Письмо Федора было заявлено как «повеленье» (возможно, на тюркский оно было переведено как «ярлык»)610. Потенциальная «служба» Кучума была отмечена безо всяких витиеватостей, так же как и «служба» Москве других ханов и султанов.
В итоге, к 1590-м гг. Сибирь фактически не являлась более юртом Кучума, но скорее была московским владением. К этому моменту Москва приобрела как военную силу, так и дипломатические возможности «сделать его ханом в его бывшем юрте».
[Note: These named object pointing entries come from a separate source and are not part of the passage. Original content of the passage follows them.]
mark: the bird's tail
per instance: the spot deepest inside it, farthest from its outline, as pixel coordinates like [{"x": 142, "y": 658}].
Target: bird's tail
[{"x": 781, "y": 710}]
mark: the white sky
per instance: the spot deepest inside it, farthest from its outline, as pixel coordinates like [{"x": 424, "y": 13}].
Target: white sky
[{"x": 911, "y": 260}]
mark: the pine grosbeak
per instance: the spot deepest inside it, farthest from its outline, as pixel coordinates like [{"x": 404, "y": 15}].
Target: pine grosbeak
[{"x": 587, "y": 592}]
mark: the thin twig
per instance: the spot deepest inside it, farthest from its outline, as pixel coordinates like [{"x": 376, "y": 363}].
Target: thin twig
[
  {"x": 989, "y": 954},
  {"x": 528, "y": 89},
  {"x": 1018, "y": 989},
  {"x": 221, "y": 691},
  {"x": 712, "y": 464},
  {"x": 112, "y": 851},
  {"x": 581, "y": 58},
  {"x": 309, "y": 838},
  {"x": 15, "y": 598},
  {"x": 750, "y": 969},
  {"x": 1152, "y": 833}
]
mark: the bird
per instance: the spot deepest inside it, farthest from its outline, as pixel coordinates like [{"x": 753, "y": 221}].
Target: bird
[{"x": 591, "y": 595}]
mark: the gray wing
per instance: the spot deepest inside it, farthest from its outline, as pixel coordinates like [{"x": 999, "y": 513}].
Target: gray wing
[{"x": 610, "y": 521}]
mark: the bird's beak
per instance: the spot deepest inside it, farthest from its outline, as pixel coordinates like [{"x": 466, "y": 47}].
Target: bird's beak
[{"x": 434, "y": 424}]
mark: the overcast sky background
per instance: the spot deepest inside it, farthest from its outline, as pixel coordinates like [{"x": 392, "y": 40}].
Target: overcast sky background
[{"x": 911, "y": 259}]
Взятие на себя права назначать хана в Сибири несколько напоминает прежние претензии московских князей на Казань, когда они присваивали себе право на «посажение» ханов в одном из традиционных татарских юртов. Однако до 1552 г. московские правители, беря на себя роль сюзеренов Казани, никогда не претендовали на саму Казань как на свою собственность. Только после военного захвата Казанское ханство стало частью их государства, и назначение ханов в нем было прекращено. То, что Федор Иванович предлагал в Сибири, было несколько иным. Предлагая Кучуму сделать его ханом в Сибирском юрте, Федор в действительности назначал Джучида на ханство в пределах своего собственного владения, как он полагал611. Не захватив еще Сибирское ханство «саблею» полностью, он уже мыслил Сибирь как свою. То, что вначале осторожно проделали со статусом Касимовского ханства и развили в случае с Астраханью, получило свое логическое завершение на примере Сибирского ханства. Полноценный, бывший еще формально независимым автономный татарский юрт, ханство, в понимании Москвы превратился в ее собственность. Таков был логический итог эволюции положения Москвы в позднезолотоордынском мире к концу XѴI века.